Que desafio está posto às universidades, especialmente aos cursos de comunicação, diante de tal contexto? Como resolver tal situação?

Primeiro, é um desafio de que o jornalista se pense como um comunicador e a comunicação como uma área fundamental da sociedade contemporânea. Ela está envolvida em todos os aspectos da economia e da sociedade. É por isso que todos precisam de um jornalista, até salão de beleza contrata jornalista. É uma profissão fundamental na contemporaneidade e não temos dado a devida importância. Não é porque as empresas estão demitindo jornalistas que eles deixaram de ser importantes. Há um período de transição, o jornalista está mudando a forma como ele organiza o trabalho.
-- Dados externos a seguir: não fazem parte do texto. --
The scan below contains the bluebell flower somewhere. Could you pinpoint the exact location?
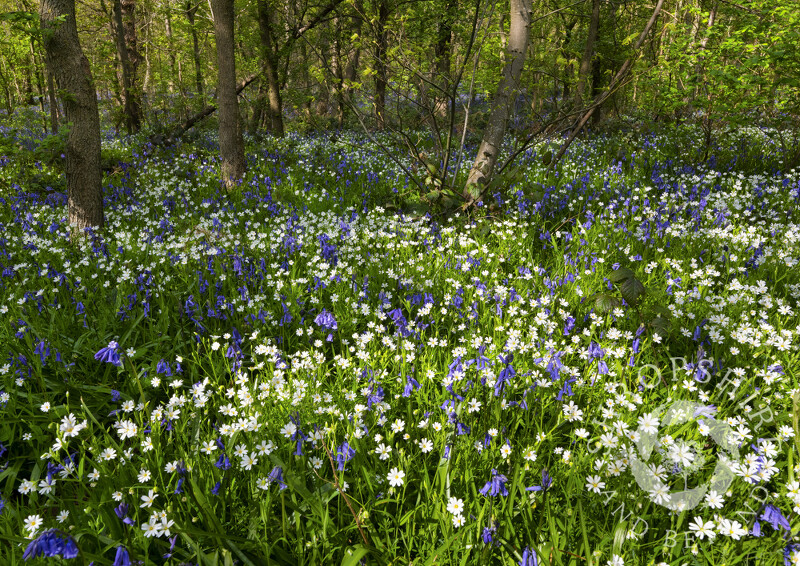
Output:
[481,525,497,544]
[114,503,134,525]
[156,359,172,377]
[756,503,792,536]
[267,466,287,490]
[519,546,539,566]
[214,453,231,470]
[480,469,508,497]
[164,535,178,560]
[22,529,78,560]
[783,542,800,566]
[525,469,553,491]
[94,340,122,367]
[314,309,339,330]
[112,546,131,566]
[336,442,356,472]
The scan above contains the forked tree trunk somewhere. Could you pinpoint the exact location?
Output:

Então, são estas questões que precisam ser mais discutidas e sobre as quais o sindicato deve se debruçar. Não do ponto de vista da corporação, mas do que está acontecendo para que não sejamos vítimas do fato dado, no sentido de ser protagonista e discutir mais profundamente esse momento. Por exemplo, a questão das equipes multidisciplinares e a forma como o jornalismo se amplia para outras áreas, além das instituições tradicionais e o papel que isso adquire na questão educacional. Também a forma como ele pode ajudar a desempenhar a educação no país. Na verdade, a profissão do jornalista está se ampliando e não se reduzindo, como muitos pensam.

Com quais questões os jornalistas deveriam se preocupar, considerando sua formação e carreira?

Sobretudo diante de tudo que está acontecendo no mundo e no nosso país, considerando essa mudança cultural, o acesso à informação e ao conhecimento é uma preocupação fundamental. Além disso, ter em conta qual é o papel do jornalista diante disso tudo deve ser a principal reflexão dos profissionais.